CodePudding user response:
In practice I would perhaps serialize the whole text into std::unordered_map<std::string, int>
. There string
is word and int
is count of that word in text. That operation is about O(X) where X is count of all words in text assuming that individual words are too short for hashing of those to matter. You said it is not time critical ... but just for the record.
After that searching a word in it is O(1) assuming again that the "word" means relatively short string and also we already have count of those words. If you have a list of words to search then it is O(N) where N is length of list.
CodePudding user response:
You do not need to iterate over all the searchWordIds
items. Assuming this array do no contains any duplicates, you can use hash table for that so to make the algorithm runs in O(n²)
time rather than O(n³)
time (thanks to a O(1)
search in searchWordIds
). More specifically, an std::unordered_set<int>
can be used so to check if word
is in searchWordIds
in constant time. You need to convert searchWordIds
to a std::unordered_set<int>
first. If the array has duplicates, then you can use a std::unordered_map<int, int>
so to store the number of duplicates associated to a given word
. The 2 nested loops consist in doing count = searchWordIds[word]
in this last case.
If this is not enthough, you can use a Bloom filter so to speed up the lookup in searchWordIds
. Indeed, this probabilistic data structure can very quickly find if word
is not in searchWordIds
(100% sure) or say if it is certainly in it (with a good accuracy assuming the bloom filter is sufficiently large). This should be at least twice faster. Possibly even more (the unordered_set
and unordered_map
are generally not very efficient, partially due to the use of linked-list-based buckets and a slow hash management).

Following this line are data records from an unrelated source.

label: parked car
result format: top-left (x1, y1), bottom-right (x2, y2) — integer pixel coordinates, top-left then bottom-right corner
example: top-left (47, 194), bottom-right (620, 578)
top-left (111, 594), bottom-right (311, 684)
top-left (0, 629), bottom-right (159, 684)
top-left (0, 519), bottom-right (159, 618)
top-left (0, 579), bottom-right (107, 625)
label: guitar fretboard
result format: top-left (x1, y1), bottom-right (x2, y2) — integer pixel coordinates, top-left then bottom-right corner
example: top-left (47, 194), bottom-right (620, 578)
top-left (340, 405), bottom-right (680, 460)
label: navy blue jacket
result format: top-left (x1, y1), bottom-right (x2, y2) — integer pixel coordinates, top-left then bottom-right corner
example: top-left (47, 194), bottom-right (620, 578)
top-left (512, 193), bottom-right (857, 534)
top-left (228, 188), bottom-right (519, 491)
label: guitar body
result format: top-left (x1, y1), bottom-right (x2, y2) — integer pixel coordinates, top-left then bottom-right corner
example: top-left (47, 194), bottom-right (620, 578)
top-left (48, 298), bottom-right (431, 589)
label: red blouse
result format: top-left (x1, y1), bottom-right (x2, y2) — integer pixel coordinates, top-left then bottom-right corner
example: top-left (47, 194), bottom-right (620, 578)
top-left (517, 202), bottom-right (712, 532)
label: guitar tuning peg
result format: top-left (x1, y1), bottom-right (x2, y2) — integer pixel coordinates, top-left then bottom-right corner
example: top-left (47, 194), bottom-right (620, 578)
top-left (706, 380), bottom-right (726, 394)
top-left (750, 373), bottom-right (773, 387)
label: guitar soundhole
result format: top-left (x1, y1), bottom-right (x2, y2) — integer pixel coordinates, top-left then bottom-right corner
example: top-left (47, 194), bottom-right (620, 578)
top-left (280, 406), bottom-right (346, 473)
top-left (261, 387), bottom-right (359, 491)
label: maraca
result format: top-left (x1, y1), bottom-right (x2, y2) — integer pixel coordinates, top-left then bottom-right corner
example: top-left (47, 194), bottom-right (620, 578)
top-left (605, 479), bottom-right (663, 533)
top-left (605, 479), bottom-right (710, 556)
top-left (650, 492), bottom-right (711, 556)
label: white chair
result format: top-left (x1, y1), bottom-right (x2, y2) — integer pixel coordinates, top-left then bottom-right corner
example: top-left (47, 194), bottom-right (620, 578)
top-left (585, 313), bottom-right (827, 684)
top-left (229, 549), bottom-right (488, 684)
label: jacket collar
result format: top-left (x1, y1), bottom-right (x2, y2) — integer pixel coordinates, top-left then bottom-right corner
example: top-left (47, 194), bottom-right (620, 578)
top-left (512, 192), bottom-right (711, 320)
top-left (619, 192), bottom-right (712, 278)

If this is still not enough, you can parallelize the outermost loop. The idea is to compute a local count
value for each section of the textAsNumbers
array and then perform a final reduction. This assume the size of the sub arrays is relatively uniform (it will not scale well if one line is much much bigger than all others). You can flatten the vector<vector<int>>
so to better load-balance the work and certainly even improve the performance in sequential (due to less indirections and likely less cache misses).